Luego de la sesión más complicada que vivió Cambiemos desde que llegó al poder por la sanción de la polémica reforma previsional, en la Casa Rosada aumentó el malestar con el gobernador de Santa Fe, Miguel Lifschitz, y hay desconfianza hacia los mandatarios de Santiago del Estero, Gerardo Zamora, y de San Juan, Sergio Uñac. El presidente Mauricio Macri reconoció esto durante la reunión de gabinete en la que admitió que algunos jefes provinciales “no jugaron bien”.

La Casa Rosada cuestiona principalmente que los mandatarios no colaboraron para sacar adelante la ley, lo que hubiera significado un duro revés político para el Ejecutivo. Según el oficialismo, el acuerdo que firmó Macri con los gobernadores en noviembre garantizaba los votos y el quórum para la reforma previsional

Pero para algunos el acuerdo no fue tan claro. El líder santafesino, Lifschitz, opinó lo contrario. “En ningún momento fue parte de la discusión”, aseguró sobre los cambios jubilatorios. El gobernador de San Juan coincidió en otra entrevista.

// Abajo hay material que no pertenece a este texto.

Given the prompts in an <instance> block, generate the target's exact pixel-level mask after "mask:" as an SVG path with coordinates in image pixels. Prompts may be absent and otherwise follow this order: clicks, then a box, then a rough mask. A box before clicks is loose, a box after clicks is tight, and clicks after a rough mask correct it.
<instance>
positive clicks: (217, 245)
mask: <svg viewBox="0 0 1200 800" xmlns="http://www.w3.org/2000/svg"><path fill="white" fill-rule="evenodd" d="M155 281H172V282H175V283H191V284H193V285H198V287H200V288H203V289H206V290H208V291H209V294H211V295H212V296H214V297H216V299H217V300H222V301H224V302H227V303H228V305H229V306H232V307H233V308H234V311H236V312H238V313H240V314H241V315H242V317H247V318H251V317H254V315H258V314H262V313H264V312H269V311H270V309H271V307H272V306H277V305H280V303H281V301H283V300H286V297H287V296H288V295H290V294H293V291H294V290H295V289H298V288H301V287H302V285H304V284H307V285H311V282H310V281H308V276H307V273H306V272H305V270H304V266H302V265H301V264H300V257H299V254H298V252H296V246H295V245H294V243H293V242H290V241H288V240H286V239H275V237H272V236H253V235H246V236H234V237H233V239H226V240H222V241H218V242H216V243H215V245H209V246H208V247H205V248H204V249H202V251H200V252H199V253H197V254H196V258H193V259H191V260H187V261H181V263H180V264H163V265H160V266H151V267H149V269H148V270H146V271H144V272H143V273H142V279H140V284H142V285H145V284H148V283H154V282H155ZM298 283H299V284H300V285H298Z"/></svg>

Uñac sorprendió a la Casa Rosada con su “falta de compromiso”, luego de haber mantenido un diálogo fluido con Balcarce 50. A esta lista se suma Gerardo Zamora, quien suele mantener diálogo con la Casa Rosada, a tal punto que la última semana fue uno de los pocos mandatarios que asistió al lanzamiento del Plan Nacional de Derechos Humanos.

A su vez, el diputado y ex gobernador de La Rioja, Luis Beder Herrera, denunció a la Casa Rosada por las “tremendas presiones” a las provincias, a las que aseguró que “tienen agarradas” con que “si no votan” a favor de las iniciativas oficiales, “no les bajan la plata”. En cambio, desde Balcarce 50 aseguran que no hay conflicto ni habrá tensión con las provincias. El argumento es que necesitarán sacar adelante más reformas y, por tanto, el apoyo de los gobernadores.